Types of thermodynamic processes
These processes are classified according to their approach, to keep one of the variables constant, either temperature, pressure or volume. In addition, other criteria are applied, such as the exchange of energy and the modification of all its variables.
Isothermal process
Isothermal processes are all those in which the temperature of the system remains constant. This is done by working, so that the other variables (P and V) change over time.
Isobaric process
The isobaric process is one in which the pressure remains constant. Variation in temperature and volume will define its development. The volume can change freely when the temperature changes.
Isochoric processes
In isochoric processes the volume remains constant. It can also be considered as those in which the system does not generate any work (W = 0).
Basically, they are physical or chemical phenomena that are studied inside any container, whether with agitation or not.
Adiabatic process
The adiabatic process is that thermodynamic process in which there is no heat exchange from the system to the outside or in the opposite direction.
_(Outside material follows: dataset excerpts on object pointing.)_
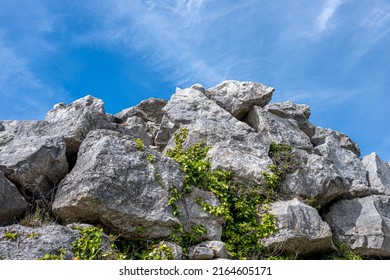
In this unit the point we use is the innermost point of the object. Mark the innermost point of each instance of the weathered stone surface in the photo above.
(192, 214)
(150, 111)
(316, 178)
(342, 153)
(12, 204)
(74, 121)
(199, 252)
(378, 173)
(113, 183)
(137, 128)
(325, 135)
(300, 230)
(125, 188)
(239, 97)
(30, 158)
(236, 146)
(278, 129)
(35, 242)
(298, 112)
(363, 224)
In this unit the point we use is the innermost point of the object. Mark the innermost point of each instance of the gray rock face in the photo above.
(31, 159)
(239, 97)
(378, 173)
(124, 187)
(114, 183)
(33, 243)
(278, 129)
(74, 121)
(363, 224)
(325, 135)
(236, 146)
(342, 153)
(317, 178)
(12, 204)
(298, 112)
(191, 213)
(150, 112)
(300, 230)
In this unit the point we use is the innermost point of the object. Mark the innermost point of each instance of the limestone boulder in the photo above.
(378, 173)
(239, 97)
(32, 159)
(12, 203)
(343, 154)
(363, 224)
(278, 129)
(326, 135)
(150, 112)
(75, 120)
(316, 179)
(300, 230)
(298, 112)
(125, 187)
(235, 145)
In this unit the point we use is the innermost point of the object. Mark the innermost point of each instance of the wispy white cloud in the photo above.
(24, 92)
(374, 26)
(181, 39)
(322, 22)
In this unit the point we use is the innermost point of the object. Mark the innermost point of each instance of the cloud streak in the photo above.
(323, 19)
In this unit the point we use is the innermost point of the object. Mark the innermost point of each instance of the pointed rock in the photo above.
(74, 121)
(239, 97)
(363, 224)
(278, 129)
(378, 173)
(298, 112)
(30, 158)
(235, 145)
(342, 152)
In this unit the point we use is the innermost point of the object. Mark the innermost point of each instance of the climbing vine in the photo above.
(244, 227)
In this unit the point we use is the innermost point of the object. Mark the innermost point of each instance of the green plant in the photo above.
(344, 253)
(188, 238)
(37, 218)
(158, 252)
(244, 227)
(11, 235)
(284, 163)
(33, 235)
(140, 144)
(150, 158)
(60, 256)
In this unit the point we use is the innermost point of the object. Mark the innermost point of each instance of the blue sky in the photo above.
(331, 54)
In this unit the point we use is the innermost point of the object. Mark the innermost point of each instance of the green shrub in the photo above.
(11, 235)
(140, 144)
(60, 256)
(344, 253)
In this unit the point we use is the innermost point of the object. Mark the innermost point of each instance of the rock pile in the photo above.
(86, 166)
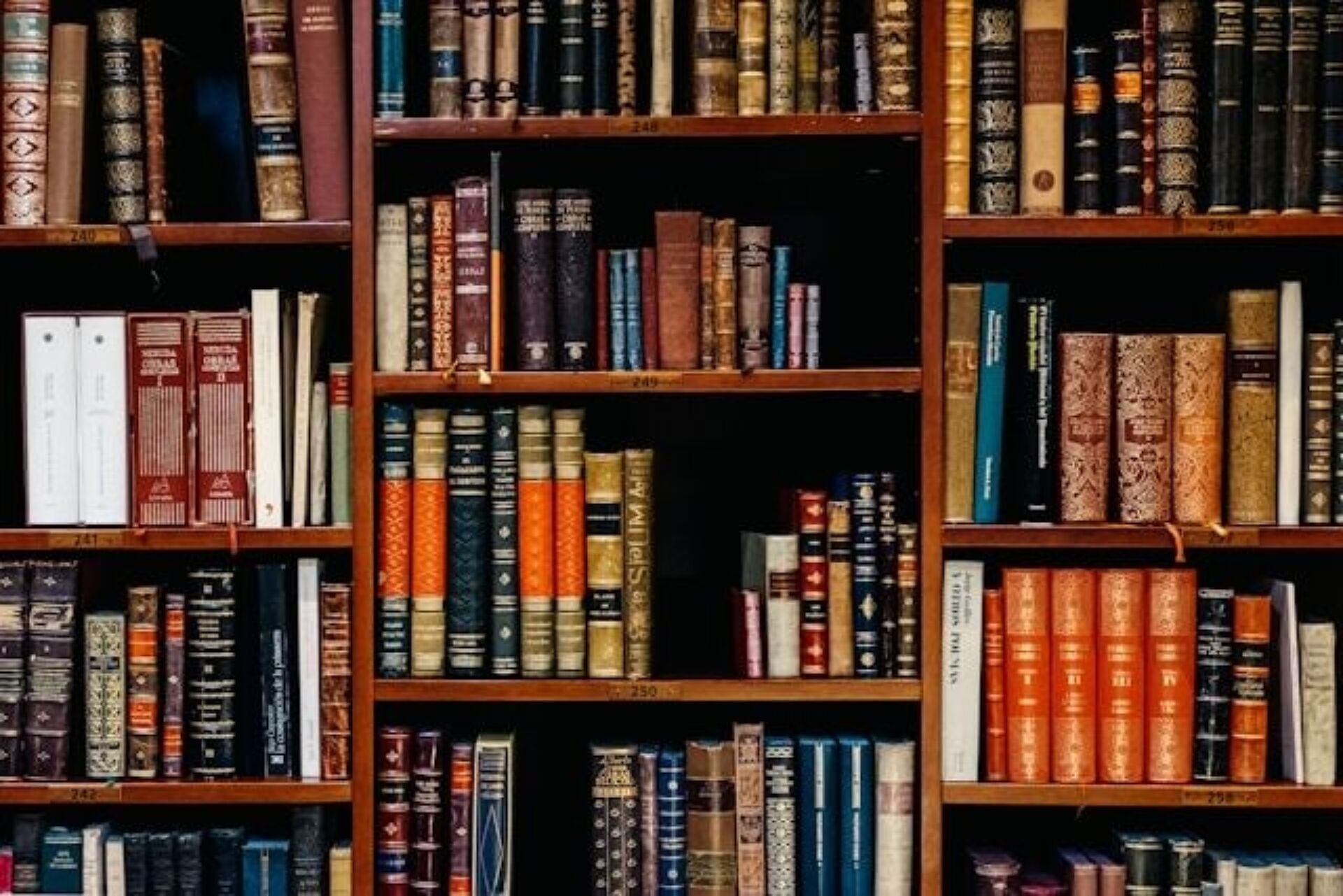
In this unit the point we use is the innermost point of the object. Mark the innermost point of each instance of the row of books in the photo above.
(422, 848)
(839, 595)
(541, 58)
(550, 566)
(102, 860)
(173, 685)
(1142, 862)
(1258, 132)
(194, 418)
(709, 294)
(1141, 427)
(1123, 676)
Examples of this type of process are those that can be carried out in a thermos for drinks.
"> Loading…Examples of thermodynamic processes
- An example of the isochoric process: The volume of the gas is kept constant. When any type of temperature change occurs, it will be accompanied by a pressure change. As is the case with steam in a pressure cooker, it increases its pressure as it heats up.
- As an example of the Isothermal process: The gas temperature is kept constant. As the volume increases the pressure decreases. For example, a balloon in a vacuum making machine increases its volume as the vacuum is created.
- In relation to the adiabatic process: for example, the compression of the piston in a bicycle tire inflation pump, or the rapid decompression of the plunger of a syringe, previously compressing it with the outlet hole plugged.